Sie haben in Ihrer Karriere acht P7S1-Chefs überlebt. Wie geht das?
Weil in Deutschland die Konkurrenzsituation zu RTL doch härter ist. Wir haben jedenfalls so viel Freiraum, dass wir unternehmerisch arbeiten können, bekommen gleichzeitig immer Unterstützung aus München, wenn wir sie brauchen.

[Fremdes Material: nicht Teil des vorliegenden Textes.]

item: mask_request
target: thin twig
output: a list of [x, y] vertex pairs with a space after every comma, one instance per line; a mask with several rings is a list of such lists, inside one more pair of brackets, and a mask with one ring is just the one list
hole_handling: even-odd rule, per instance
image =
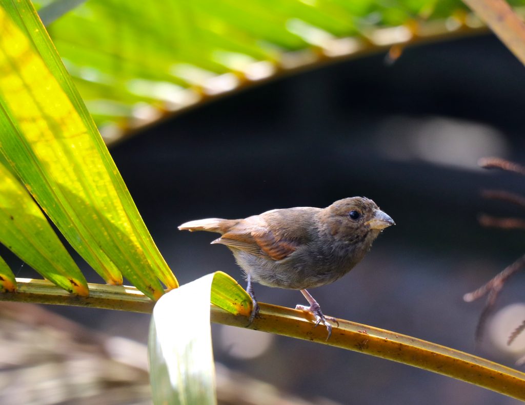
[[481, 197], [487, 199], [505, 201], [525, 208], [525, 197], [514, 193], [504, 190], [483, 190]]
[[525, 229], [525, 219], [521, 218], [496, 218], [482, 214], [478, 217], [478, 220], [484, 227], [503, 229]]
[[521, 324], [514, 329], [514, 331], [510, 334], [510, 336], [509, 336], [509, 340], [507, 341], [507, 344], [508, 346], [510, 346], [512, 344], [512, 342], [514, 342], [514, 339], [516, 339], [516, 338], [518, 337], [518, 336], [519, 336], [523, 331], [525, 331], [525, 321], [523, 321], [523, 322], [521, 323]]
[[525, 167], [500, 157], [482, 157], [478, 161], [478, 165], [486, 169], [501, 169], [525, 175]]
[[524, 265], [525, 265], [525, 254], [512, 264], [508, 266], [484, 285], [481, 286], [475, 291], [468, 293], [463, 296], [463, 299], [465, 301], [467, 302], [471, 302], [481, 298], [487, 293], [488, 293], [485, 306], [483, 308], [483, 311], [479, 317], [479, 321], [478, 321], [478, 325], [476, 328], [476, 339], [477, 342], [481, 340], [487, 319], [494, 307], [494, 304], [496, 303], [498, 295], [501, 291], [501, 289], [503, 288], [505, 282], [510, 276]]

Eine Tätigkeit bei der Konzernmutter hätte Sie nie interessiert?
Ich bin sehr froh in Österreich, es ist sehr schön, den österreichischen Medienmarkt zu entwickeln und immer wieder nach Deutschland reisen zu dürfen.
ZUR PERSON
Markus Breitenecker, Jahrgang 1968, ist seit 25 Jahren Chef der Aktivitäten von ProSieben und Sat.1 in Österreich. Gestartet als reiner Werbevermarkter, gehören zur Gruppe heute auch die Sender Puls 4, ATV und ATV 2 sowie Puls 24. Breitenecker hat das 4Gamechangers-Festival gegründet, das 2023 vom 15. bis 17. Mai in der Wiener Marx halle stattfand.
4Gamechangers 2023
Persönlichkeiten am Digitalfestival in der Marx Halle vom 15. bis 17.5.2023
- PIONIERE. Am Eröffnungstag (15.5.) ging es um große Digitalthemen wie ChatGPT, Web3 und Start-up-Finanzierung.
- VISIONÄR. Leckerbissen für Metaverse-Fans: Yat Siu, Gründer von Animoca Brands mit Wiener Wurzeln, trat am 15.5. abends auf.
- CHARAKTERFRAUEN. Amal Clooney und die drei Friedensnobelpreisträgerinnen Jody Williams, Shirin Ebadi und Nadia Murad am 17.5.
- ACTS. Aftershow is King: Wanda am 15.5., Mathea am 16.5. und die Sportfreunde Stiller am 17.5.
Das Interview ist der trend.PREMIUM Ausgabe vom 12. Mai 2023 entnommen.